Lives were saved and life lessons learned at Dominion Middle School last week.

Lives were saved and life lessons learned at Dominion Middle School last week.

The latter probably happens on a daily basis when classes are in session. The former, far rarer, took the form of a blood drive concocted by what Columbus City Schools officials dubbed "Pint-Sized Heroes," the students themselves.

Although too young to donate blood, the sixth-, seventh- and eighth-graders at the Clintonville middle school were inspired by a voluntary assembly put on by the American Red Cross to recruit adults to be donors, according to principal Dorothy K. "Dottie" Flanagan.

The youngsters got their parents, teachers and even community members to turn out for the drive, which was held in the school's library from noon to 6 p.m. March 25.

The students were spurred to serve as ambassadors for the American Red Cross by not only what they heard in the assembly, but also by their principal's personal story. Flanagan said that she very nearly died a while ago, and two blood transfusions helped save her life.

In the weeks leading up to the day of the drive, Dominion Middle School teachers took advantage of the occasion to have the students learn more about blood and its uses in health care.

It was a perfect convergence of a service project and a teaching moment, Flanagan said.

"This is the ultimate learning opportunity," she said.

Dominion Middle School personnel are hoping to make the "Pint-Sized Heroes" blood drive an annual event, the principal added.

Eighth-grader Bert Pajor said that he persuaded both his mother and father, who regularly donate blood at their church, to participate in last week's drive.

Younger sister Alice Pajor, who is in the sixth grade, disputed that, saying he was taking credit for what was at least half her doing.

In any event, and all sibling rivalry aside, both said they learned a lot about blood as the donation day approached.

"There are so many different uses that aren't that well known about," Bert said.

Rasel Raihan, another eighth-grader, got his mother to donate blood last week. He said that he already had learned a lot about blood while studying stem cell research for a debate class, but he was interested to learn that blood donated by people in the United States can sometimes be used all over the world in instances of natural disaster.

"I learned a lot of stuff about how blood works in the body and how it can save people's lives," sixth-grader Meaghan Kelley said.

Fellow sixth-grader Zahnayhia Hasan-Saunders agreed that it had been interesting to learn so much about blood.

Andrea Suter, who teaches hearing-impaired students at Dominion Middle School, was among the faculty members stretched out while Red Cross personnel prepared to tap her for a pint of the red stuff.

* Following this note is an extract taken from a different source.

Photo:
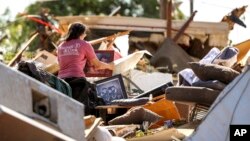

Suter said that she donates blood frequently, but was participating in the "Pint-Sized Heroes" drive with an added purpose. Most of the parents of her students don't give blood, so Suter said that she was doing so to serve as a role model for them. When they saw her, bandaged but still standing and essentially undamaged, back in front of their class, Suter was hoping her students would perhaps be inspired to one day become blood donors themselves.

Of course, Suter said, there are some difficulties to overcome.

"Some of them are grossed out by blood."